Re: Culprit of intermittent & transient item-too-large set failures, and why favoring slab reassignment over memory allocation?

Min-Zhong "John" Lu Wed, 26 Apr 2017 14:05:50 -0700

Well I must be doomed and I feel embarrassed now.

TL;DR: It's an error on my side (part pylibmc, part our engineering 
problem), not memcached's.


Long story:
So, it turns out that some of our computation instances have pylibmc 1.5.0 
and some pylibmc 1.5.1.

I already knew pylibmc 1.5.1 had regressed on serialization means 
<https://github.com/lericson/pylibmc/issues/216>, so I had already 
instituted a policy on holding pylibmc version at 1.5.0. However, in 
hindsight this policy probably haven't been enforced (by human beings or by 
computer codes) very thoroughly. So I ended up having a troublesome mix --- 
and the number of pylibmc-1.5.1-equipped instances are relatively tiny, 
hence the intermittent-ness and the transient-ness (the "retry" was always 
carried out manually on a pylibmc-1.5.0-equipped instance).
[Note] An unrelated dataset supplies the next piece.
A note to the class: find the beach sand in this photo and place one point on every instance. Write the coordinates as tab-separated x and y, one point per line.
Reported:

Also retrospectively confirmed is that, for those objects that we fail to 
store, they have a serialized size less than 1MB if by pylibmc 1.5.0 and 
larger than 1MB if by pylibmc 1.5.1. I always compute the size of my 
objects by 1.5.0's serialization means, so when they are processed by 
pylibmc-1.5.1-equipped instances, I get a too big error for an item I think 
I shouldn't get the error for.

Dormando, sorry for summoning the dinosaur and having you take time for 
this.

As for the under-utilization of the memory, yes it's probably something 
that needs attention, but I'll have to double check with our access 
pattern/traffic, to see if I've been just overprovisioning more cache than 
needed by our workloads, or something else.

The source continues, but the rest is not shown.